“選択と集中”から他社買収が加速か
製薬各社は、ここ数年間で将来にわたって持続的に成長していくための方向性を明確にし、「事業の多角化から選択と集中」「国内から海外展開」の2つの軸で事業転換を急いでいる。非重点事業を売却し、得意とする疾患領域に絞り込み、新薬開発の生産性向上を狙うという“守り”と、国内医療用医薬品市場の冷え込みを背景に、海外企業を買収する“攻め”の攻守一体となった各社の経営戦略に透けて見える。
国内大手は、売上が大きく収益を支える大型医薬品が特許切れした“2010年問題”以後、事業構造を再構築してきた。大型医薬品の上市が難しくなり、1つのブロックバスター製品に依存する経営体制から脱却し、単純に売上を引き上げる規模追求型の買収が少なくなってきている。
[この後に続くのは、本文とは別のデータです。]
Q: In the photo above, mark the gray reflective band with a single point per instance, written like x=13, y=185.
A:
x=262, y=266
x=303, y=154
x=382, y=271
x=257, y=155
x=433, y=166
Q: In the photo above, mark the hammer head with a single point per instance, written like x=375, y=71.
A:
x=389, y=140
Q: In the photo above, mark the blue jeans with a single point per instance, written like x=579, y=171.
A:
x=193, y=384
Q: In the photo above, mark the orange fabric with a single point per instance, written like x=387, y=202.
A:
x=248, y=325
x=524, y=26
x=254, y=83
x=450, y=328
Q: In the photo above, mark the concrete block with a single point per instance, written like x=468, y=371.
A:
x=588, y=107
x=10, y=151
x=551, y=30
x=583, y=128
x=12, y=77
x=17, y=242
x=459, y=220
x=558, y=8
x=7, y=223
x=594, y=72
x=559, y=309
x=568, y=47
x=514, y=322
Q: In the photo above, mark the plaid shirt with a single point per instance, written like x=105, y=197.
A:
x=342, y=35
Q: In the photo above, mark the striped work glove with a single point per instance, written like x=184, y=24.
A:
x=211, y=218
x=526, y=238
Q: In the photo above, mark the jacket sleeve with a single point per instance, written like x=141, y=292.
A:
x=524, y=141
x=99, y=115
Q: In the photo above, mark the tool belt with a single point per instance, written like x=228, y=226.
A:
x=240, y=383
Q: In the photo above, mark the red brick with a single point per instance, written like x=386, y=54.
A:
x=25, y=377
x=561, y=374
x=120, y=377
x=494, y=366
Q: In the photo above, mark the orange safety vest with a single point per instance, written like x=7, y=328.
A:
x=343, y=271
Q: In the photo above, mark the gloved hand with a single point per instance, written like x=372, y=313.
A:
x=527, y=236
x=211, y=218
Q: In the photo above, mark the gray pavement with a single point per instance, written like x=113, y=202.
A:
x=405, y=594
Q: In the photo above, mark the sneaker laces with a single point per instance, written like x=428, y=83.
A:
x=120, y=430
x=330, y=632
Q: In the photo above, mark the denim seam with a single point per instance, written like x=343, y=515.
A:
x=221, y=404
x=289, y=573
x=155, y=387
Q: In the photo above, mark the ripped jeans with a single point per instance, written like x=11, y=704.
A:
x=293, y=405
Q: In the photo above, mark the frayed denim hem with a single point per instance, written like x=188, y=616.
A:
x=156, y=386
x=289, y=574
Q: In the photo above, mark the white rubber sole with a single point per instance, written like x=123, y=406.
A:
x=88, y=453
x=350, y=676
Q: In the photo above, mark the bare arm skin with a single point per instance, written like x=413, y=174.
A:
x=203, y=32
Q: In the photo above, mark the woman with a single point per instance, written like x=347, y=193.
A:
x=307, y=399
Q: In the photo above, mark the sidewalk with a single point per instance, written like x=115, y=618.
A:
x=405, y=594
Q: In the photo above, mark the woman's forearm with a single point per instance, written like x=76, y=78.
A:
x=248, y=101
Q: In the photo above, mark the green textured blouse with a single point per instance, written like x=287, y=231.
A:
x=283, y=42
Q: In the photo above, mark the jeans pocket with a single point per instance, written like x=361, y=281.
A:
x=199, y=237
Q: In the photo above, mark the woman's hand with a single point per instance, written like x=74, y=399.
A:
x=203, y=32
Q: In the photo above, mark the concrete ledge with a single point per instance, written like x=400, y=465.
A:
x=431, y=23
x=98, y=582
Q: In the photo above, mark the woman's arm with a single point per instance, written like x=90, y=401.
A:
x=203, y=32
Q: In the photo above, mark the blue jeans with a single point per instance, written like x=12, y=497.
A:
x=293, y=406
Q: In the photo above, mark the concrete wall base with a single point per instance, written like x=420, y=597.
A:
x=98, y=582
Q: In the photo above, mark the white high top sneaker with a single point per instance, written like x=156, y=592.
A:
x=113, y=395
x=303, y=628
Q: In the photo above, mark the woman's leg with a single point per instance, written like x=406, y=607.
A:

そして自社の強み、今後の医療ニーズ、他社との競合性などを総合的に勘案し、成長性の高い事業がどこかを見極め、自社で保有するよりも他社への売却がよいと思われる事業についてはシビアな経営判断を下すようになった。事業規模が大きく、幅広い領域で展開してきた製薬企業でさえも、特定疾患領域で専門性の高いスペシャリティファーマを目指すようになった。
最大手の武田薬品は国内長期収載品事業を本体から切り離し、イスラエルのテバと、長期収載品とジェネリック医薬品(GE薬)の合弁会社「武田テバ」を設立した。さらに、呼吸器疾患事業を英アストラゼネカに、診断薬子会社「和光純薬工業」を富士フイルムに売却した。
アステラス製薬は皮膚科事業をデンマークのレオファーマに譲渡。第一三共は印GE薬大手「ランバクシー」を印サンファーマに売却し、GE薬と新薬の複眼経営から新薬に回帰する方針に転換している。エーザイも診断薬子会社「エーディア」を積水化学に売却した。
一方、重点化する疾患領域での新薬開発では、自社創薬にとらわれず外部に有望な開発品があれば、海外企業の買収を仕掛ける。特に各社が揃って狙いとしているのが「癌」だ。
武田は約6260億円で米アリアド・ファーマシューティカルズの買収に踏み切った。武田にとっては08年の米ミレニアム社、11年のスイスのナイコメッド社に続く巨額買収であり、手薄だった後期開発段階で抗癌剤を手中にし、固形癌領域での足場を築いた。
アステラス製薬も昨年、独ガニメドを約1000億円で買収し、血液癌領域での開発品を拡充した。大日本住友製薬は、米トレロファーマを最大919億円で買収し、癌への事業展開にアクセルを踏んだ。
こうした買収策は、グローバル市場を見据えており、不透明感が増す国内医療用医薬品市場に対する危機感の表れとも言える。高齢化の進展によって医療費削減の圧力は強まり、製薬企業の国内売上を支える薬価制度にもメスが入りそうだからだ。
昨年4月の薬価制度改革では、新薬の薬価を大幅に引き下げる「特例拡大再算定」というルールが新たに導入され、その後の抗癌剤「オプジーボ」を引き金とした高額薬剤の薬価をめぐる議論の延長線上で、全医薬品の薬価を抜本的に見直すという可能性も浮上してきた。日本のみのではこれまでのような成長は難しく、グローバルでいかに活路を見出すかが今後のカギとなりそうだ。
製薬企業を志望する皆さんには、各社が長期的に“何を目指しているのか”を把握した上で、自分がどの会社で働きたいかを考え、判断していただきたい。